Лана Степанова

На языках ветров. Стихотворения

Как  мы  искали  клад

 

Как-то летом решили найти мы клад –

я и Дениска, двоюродный брат.

Мне тогда было пять, брат – на год старше.

Взял лопату Денис, я прихватила мешок,

и с утра мы отправились в чахлый лесок

между дачным посёлком и станцией.

 

Огородный заступ тащили зря.

Без него было проще расковырять

моховой ковёр, словно губка влажный.

Мы кусками срывали зелёную ткань,

потому что клад мог быть спрятан именно там.

Получалось неплохо даже.

 

Под ковром земля была голой и неживой.

Мы нашли почерневшего пупса

                              с отломанной головой,

плесневелую сумку, разбитую банку

                                        из-под горчицы,

склизкий жгут, когда-то бывший чулком,

ржавый нож, полусгнивший фетровый

                                              шляпный ком

и монеты россыпью. Можно песком очистить.

 

Помрачнело. Лес поглядел на нас

сотней птичьих, древесных, звериных глаз.
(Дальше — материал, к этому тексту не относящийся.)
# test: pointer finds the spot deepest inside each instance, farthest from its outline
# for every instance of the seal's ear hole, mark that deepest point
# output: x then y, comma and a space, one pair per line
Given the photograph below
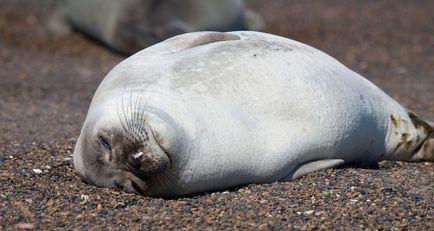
104, 142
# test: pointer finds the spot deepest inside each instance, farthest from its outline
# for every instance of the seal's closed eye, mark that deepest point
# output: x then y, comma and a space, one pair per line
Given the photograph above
104, 141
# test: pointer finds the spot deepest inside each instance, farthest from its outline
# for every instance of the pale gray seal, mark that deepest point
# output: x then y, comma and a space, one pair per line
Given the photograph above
131, 25
207, 111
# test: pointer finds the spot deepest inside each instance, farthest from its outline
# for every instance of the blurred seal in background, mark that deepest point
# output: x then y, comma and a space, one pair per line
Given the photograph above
130, 25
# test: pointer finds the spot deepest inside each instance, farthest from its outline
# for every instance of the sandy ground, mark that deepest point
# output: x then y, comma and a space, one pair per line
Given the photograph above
46, 85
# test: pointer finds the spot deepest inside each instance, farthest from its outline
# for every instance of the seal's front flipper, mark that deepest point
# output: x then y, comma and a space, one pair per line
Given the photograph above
309, 167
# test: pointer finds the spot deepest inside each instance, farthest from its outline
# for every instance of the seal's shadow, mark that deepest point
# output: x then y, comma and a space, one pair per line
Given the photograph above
365, 165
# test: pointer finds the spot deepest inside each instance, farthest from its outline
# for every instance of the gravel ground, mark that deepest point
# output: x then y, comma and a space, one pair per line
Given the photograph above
47, 83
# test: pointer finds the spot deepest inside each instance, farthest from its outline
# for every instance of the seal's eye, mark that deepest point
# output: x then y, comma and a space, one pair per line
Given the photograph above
104, 141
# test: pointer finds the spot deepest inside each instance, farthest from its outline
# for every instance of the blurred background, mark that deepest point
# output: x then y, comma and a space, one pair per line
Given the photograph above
47, 81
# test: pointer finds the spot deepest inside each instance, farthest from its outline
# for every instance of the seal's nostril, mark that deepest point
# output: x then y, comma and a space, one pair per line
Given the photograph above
137, 188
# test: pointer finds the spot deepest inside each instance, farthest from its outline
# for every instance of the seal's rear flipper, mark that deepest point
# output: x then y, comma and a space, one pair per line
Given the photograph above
309, 167
426, 150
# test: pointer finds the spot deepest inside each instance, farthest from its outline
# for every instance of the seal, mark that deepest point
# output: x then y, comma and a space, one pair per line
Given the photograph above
130, 25
207, 111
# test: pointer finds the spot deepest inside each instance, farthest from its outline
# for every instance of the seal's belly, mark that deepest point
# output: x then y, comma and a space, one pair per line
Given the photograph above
257, 120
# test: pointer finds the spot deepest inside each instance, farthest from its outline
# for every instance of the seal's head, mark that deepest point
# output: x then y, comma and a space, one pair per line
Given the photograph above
119, 151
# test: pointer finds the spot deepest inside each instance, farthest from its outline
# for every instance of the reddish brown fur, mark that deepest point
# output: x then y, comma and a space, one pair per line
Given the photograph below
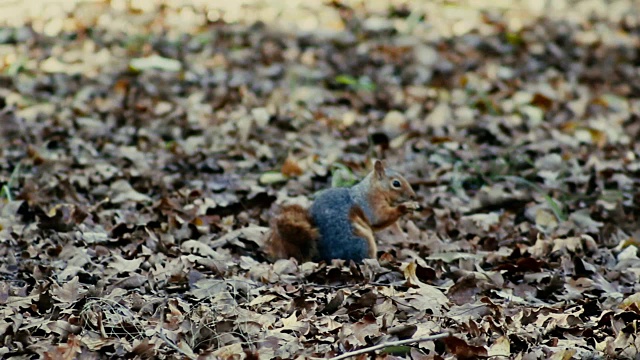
293, 234
362, 228
382, 198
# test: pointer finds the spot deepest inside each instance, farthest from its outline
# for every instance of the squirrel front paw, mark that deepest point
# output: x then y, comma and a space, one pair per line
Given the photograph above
409, 206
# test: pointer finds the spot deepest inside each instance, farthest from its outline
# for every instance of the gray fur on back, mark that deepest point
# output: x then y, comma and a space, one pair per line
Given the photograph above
330, 212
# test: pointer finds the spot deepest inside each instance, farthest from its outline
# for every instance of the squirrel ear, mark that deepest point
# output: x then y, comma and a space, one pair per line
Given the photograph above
379, 169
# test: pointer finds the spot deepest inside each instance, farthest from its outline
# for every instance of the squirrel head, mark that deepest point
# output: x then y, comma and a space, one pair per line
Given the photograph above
392, 184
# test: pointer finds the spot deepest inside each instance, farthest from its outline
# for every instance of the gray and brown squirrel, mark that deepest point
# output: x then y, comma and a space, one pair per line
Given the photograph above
341, 222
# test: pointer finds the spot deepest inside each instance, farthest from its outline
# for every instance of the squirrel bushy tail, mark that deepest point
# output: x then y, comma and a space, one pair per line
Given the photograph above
293, 234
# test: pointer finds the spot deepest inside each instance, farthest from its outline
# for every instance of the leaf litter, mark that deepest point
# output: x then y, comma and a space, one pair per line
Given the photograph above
140, 169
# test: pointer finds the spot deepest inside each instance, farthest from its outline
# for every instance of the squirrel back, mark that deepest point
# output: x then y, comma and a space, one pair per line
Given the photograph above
341, 222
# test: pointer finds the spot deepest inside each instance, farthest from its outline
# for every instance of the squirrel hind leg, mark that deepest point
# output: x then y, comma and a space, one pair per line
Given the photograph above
293, 234
362, 228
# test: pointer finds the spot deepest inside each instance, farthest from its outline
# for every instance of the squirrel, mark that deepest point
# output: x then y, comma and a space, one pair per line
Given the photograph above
341, 222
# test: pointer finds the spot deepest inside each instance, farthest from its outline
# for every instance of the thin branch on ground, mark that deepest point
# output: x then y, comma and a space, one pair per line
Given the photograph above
388, 344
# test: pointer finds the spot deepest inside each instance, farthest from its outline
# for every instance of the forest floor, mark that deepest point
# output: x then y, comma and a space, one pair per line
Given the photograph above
145, 145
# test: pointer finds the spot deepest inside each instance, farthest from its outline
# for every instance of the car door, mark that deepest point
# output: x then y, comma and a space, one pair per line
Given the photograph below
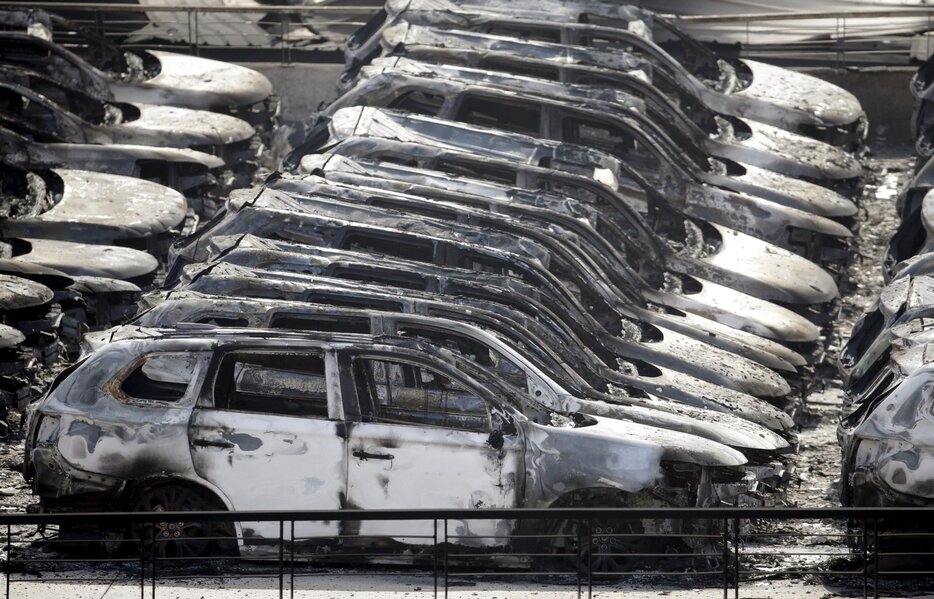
267, 437
425, 440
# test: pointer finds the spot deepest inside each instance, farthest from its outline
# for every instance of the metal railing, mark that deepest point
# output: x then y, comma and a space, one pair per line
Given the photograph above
855, 551
285, 33
260, 33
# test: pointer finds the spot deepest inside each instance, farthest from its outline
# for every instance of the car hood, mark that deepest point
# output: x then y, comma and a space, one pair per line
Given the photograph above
177, 127
196, 82
17, 293
631, 453
89, 259
103, 208
770, 272
791, 99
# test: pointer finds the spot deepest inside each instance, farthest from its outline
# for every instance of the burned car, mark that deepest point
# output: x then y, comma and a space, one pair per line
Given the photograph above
736, 138
89, 207
404, 80
774, 155
85, 259
615, 249
906, 299
107, 72
352, 279
676, 171
590, 302
573, 240
885, 434
652, 242
83, 120
739, 87
173, 421
195, 174
587, 175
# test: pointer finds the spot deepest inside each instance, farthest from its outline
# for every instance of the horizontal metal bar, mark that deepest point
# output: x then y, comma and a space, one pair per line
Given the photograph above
745, 513
856, 14
101, 6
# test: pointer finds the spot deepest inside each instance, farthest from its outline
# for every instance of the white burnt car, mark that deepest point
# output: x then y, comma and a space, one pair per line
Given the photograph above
241, 419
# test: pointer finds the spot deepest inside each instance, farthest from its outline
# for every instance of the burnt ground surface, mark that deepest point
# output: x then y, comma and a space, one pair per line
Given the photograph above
773, 549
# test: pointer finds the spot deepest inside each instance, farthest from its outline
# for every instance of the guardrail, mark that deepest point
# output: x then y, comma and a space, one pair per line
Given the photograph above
854, 551
287, 33
256, 33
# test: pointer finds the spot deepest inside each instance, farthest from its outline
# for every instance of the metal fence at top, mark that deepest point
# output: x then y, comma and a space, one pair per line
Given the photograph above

За корягой леший сидел в засаде.

Мне хотелось, чтоб мы не ходили сюда вообще

и не видели смерть вещей.

Оказалось, что я совсем не люблю находить клады.

 

А когда Денис собрал копеек на три рубля,

Встрепенулись деревья, верхушками шевеля,

и прогнали нас к людям, шумя зловеще.

Я мешок волокла. Мешок был пуст,

но казалось, что в нём каменеет груз.

Неужели такими страшными станут...

                                                 не только вещи?

 

А деньги оказались негодными, дореформенными –

так сказала бабушка.

 

Белочка  и  ящерка

 

Бронзовая ящерка сторожила зимой и летом

фонтан с минеральной водой,

                           но стала жертвой «Цветмета»,

когда воцарились вороватые 90-е.

Бронзовой быть и сейчас непросто.

 

Прошло восемь тысяч с хвостиком дней,

но медная белочка помнит подругу, скучает по ней.

Думает:

 

– Кем теперь она стала –

подшипником, втулкой, бра или люстрой

                                      в концертном зале?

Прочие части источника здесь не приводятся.